Once the paintings and sketches are sold, the people who bought them are in danger and it shouldn’t come as a surprise that some of those people die. One of them, however, pushes Edgar past his breaking point and he takes Wireman and Jack to the original Heron’s Roost to find and defeat the evil that has woken up again.
The ruin of Elizabeth Eastlake’s childhood home is creepy in and of itself, but the creatures that live in the overgrown jungle around it make it all the creepier. Birds lying upside down, moving lawn jockeys, and the local non-supernatural fauna make for a terrifying trip down memory lane for the three men, and that’s all before it gets dark and the real horrors show up.
When Edgar reveals what happened at Heron’s Roost and the real hero of the 1920’s horror invasion, it gets very sad. Thanks to them, though, he has the power to finally defeat Perse and put the evil back to sleep.

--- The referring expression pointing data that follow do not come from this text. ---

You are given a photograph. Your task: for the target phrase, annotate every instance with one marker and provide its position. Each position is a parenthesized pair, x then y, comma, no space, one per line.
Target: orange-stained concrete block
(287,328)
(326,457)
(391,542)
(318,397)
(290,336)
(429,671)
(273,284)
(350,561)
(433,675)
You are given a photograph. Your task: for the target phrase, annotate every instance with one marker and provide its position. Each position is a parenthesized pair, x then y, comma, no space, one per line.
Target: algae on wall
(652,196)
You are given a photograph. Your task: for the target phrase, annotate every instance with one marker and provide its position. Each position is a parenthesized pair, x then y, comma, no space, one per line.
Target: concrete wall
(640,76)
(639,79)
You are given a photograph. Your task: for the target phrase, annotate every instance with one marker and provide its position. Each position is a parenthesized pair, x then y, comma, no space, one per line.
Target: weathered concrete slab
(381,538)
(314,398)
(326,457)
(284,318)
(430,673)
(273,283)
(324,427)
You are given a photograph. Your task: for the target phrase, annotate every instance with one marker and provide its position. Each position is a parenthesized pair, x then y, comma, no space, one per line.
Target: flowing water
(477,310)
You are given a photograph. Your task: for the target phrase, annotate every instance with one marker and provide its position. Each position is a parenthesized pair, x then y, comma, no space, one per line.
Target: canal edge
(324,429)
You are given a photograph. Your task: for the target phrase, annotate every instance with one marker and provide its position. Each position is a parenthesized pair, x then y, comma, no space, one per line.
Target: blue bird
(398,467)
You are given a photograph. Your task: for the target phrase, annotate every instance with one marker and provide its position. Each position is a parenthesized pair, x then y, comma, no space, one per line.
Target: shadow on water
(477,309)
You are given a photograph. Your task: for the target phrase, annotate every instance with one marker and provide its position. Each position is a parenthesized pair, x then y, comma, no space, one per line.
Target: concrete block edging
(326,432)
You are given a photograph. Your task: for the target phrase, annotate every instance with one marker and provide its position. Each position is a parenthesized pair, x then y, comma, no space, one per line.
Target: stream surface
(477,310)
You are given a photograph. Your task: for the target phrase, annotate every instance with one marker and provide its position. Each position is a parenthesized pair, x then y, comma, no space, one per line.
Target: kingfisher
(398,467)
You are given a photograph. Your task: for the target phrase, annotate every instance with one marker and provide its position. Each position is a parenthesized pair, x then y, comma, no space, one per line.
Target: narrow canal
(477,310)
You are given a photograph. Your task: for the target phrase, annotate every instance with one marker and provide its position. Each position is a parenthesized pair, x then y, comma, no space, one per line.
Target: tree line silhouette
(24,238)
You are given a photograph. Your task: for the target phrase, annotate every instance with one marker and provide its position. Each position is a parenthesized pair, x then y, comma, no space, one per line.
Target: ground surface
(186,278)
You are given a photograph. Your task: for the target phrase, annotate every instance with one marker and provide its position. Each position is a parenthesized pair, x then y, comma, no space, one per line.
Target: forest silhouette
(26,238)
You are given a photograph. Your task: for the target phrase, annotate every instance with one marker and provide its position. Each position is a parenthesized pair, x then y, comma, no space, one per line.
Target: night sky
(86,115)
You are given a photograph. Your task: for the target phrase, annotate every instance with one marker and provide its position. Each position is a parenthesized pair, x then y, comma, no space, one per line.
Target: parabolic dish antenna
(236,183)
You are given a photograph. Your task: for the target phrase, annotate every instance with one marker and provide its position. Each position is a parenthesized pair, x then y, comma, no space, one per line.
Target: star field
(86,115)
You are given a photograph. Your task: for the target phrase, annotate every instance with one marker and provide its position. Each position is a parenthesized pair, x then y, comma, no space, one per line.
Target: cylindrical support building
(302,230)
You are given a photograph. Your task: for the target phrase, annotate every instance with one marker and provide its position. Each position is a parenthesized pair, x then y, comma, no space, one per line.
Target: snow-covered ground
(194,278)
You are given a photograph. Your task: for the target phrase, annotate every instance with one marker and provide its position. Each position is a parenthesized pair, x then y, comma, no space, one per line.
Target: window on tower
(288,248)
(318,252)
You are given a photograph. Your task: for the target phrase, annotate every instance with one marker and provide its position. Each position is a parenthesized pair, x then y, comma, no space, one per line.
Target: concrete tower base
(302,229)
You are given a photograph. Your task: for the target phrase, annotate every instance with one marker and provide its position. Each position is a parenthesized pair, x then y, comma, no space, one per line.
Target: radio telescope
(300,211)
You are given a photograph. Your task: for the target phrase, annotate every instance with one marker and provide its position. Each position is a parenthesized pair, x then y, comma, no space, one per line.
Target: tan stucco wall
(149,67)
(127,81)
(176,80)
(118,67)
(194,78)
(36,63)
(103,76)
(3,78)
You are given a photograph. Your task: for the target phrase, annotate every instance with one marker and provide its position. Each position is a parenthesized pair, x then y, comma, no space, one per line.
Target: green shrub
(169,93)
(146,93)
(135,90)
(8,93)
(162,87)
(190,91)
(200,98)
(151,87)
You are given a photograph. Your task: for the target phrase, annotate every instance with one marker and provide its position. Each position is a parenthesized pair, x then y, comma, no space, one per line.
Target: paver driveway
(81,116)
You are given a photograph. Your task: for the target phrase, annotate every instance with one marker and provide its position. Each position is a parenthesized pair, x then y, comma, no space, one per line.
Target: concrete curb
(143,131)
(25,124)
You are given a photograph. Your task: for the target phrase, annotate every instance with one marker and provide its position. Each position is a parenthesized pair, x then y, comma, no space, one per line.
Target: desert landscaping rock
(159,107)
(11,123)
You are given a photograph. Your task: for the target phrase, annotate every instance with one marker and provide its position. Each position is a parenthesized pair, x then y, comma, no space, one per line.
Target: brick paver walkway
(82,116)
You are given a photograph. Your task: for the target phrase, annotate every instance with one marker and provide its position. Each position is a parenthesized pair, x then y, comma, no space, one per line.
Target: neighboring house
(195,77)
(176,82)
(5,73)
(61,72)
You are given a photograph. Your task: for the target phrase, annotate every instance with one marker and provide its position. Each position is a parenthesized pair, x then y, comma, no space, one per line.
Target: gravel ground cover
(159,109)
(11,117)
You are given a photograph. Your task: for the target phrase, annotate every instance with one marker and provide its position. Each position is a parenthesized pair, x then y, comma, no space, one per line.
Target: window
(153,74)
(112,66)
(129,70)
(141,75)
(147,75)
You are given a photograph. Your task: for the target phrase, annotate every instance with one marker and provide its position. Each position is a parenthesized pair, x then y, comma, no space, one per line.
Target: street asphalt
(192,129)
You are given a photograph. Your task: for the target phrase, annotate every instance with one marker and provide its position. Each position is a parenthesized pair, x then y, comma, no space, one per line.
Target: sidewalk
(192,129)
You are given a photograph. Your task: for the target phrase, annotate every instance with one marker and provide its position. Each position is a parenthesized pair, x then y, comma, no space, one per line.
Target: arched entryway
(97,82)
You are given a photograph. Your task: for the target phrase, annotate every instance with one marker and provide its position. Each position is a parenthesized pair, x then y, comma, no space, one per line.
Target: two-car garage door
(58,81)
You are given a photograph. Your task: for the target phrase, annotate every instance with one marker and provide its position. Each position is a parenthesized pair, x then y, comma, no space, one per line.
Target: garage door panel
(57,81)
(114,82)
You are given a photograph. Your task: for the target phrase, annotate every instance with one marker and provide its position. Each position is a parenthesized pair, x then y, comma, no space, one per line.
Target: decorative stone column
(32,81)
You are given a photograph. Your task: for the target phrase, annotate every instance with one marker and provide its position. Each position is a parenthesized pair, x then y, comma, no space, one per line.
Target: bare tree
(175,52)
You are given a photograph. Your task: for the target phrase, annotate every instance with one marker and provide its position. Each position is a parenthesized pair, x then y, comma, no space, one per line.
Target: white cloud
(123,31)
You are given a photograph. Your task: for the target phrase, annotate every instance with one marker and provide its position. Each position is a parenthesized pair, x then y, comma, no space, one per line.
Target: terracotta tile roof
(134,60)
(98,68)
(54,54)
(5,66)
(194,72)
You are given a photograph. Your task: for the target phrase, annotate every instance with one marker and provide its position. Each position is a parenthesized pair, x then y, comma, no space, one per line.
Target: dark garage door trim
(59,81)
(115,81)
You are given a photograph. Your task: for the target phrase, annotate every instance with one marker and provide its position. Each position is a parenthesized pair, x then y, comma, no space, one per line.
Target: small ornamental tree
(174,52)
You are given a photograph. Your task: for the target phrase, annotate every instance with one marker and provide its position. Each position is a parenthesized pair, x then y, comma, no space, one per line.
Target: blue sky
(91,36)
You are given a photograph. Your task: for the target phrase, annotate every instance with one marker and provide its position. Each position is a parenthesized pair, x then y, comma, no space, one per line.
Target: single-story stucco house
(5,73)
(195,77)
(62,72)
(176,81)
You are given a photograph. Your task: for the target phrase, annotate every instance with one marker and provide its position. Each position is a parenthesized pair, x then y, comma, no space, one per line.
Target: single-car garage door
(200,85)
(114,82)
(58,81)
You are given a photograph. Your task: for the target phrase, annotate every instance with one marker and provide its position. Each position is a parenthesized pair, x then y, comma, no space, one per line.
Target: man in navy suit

I unapologetically love this book. There are a lot of people that I talk to that roll their eyes when I tell them I like it but I love it. It’s good and creepy, I had to leave the lights on after I read about the big boy, and the setting-up chapters moved quickly. I got really attached to the characters in a way I usually don’t with Stephen King books and enjoyed the ending. If you’re a fan of Stephen King and haven’t read this one, give it a go. At the very least it’s an entertaining 600 pages, unlike Bag of Bones. Don’t get me started on that one.
As far as Stephen King goes, I’m considering giving the Dark Tower series a shot again. My husband gently shoves them at me every time I finish a King book and this time I might let him. Provided he buys me a bagel sandwich first.